Captain Barnard invited the British sailors to join them for dinner. When it was clear they didn’t know that the War of 1812 was underway, he told them that technically his American crew and they were at war. Nonetheless, he promised to take them back to their naval base, Buenos Aires, as soon as they took on the necessary supplies.
Several days later, he, another American, and three of the British sailors went ashore to hunt wild pigs. When they returned to the beach they discovered, to their inexpressible horror, that their ship was gone. They searched anxiously for a message of explanation, but finally had to conclude that they’d been “barbarously deserted.” Barnard found it almost inconceivable that the sailors “could have so entirely divested themselves of every spark of humanity, as to leave us exposed to all the horrors and sufferings we must necessarily endure in [that] inhospitable climate.” But that’s what had happened. The men he had rescued had seized his ship, and despite the protestations of the Americans still on board, sailed away, leaving Barnard and the others marooned with little but the clothes on their backs. They even looted the captain’s cabin and divided his possessions among themselves.
Captain Barnard and his companions survived eighteen months until they were rescued by two British ships. By then the emaciated, bearded men were dressed almost entirely in skins; they were Robinson Crusoe look-alikes. Great Britain and the US were still at war, but a British admiral had asked the ships to alter their course to look for Captain Barnard.
In 1829 Barnard published an account of his “Sufferings and Adventures.” That was the book I’d found in Dartmouth’s library.
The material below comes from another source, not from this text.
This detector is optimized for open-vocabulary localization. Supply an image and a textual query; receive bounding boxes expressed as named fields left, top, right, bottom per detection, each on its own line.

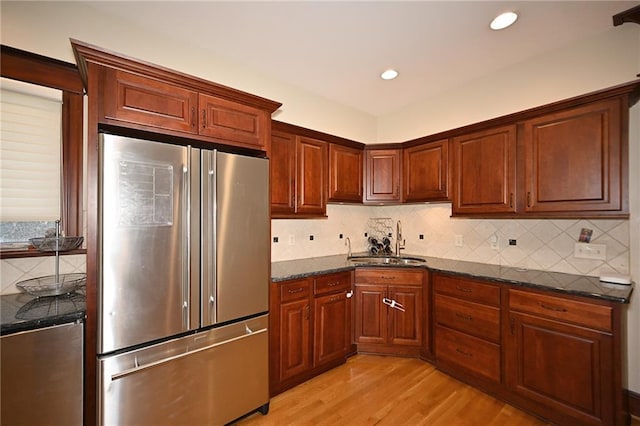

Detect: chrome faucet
left=396, top=221, right=404, bottom=256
I wonder what lesson we should take away from the story. Is it that no good deed goes unpunished? That all’s fair in love and war? That you shouldn’t be too candid, especially with potential adversaries? That you shouldn’t underestimate humans’ capacity to treat others inhumanely? Or that you shouldn’t underestimate the power of faith or Providence?
Perhaps there’s some cause for optimism in the fact that we’re deeply troubled by the irony and injustice of the story, that those whom the Americans had saved would turn on them and sail away, leaving them to die. If the story didn’t trouble us, perhaps we’d have even more cause for concern.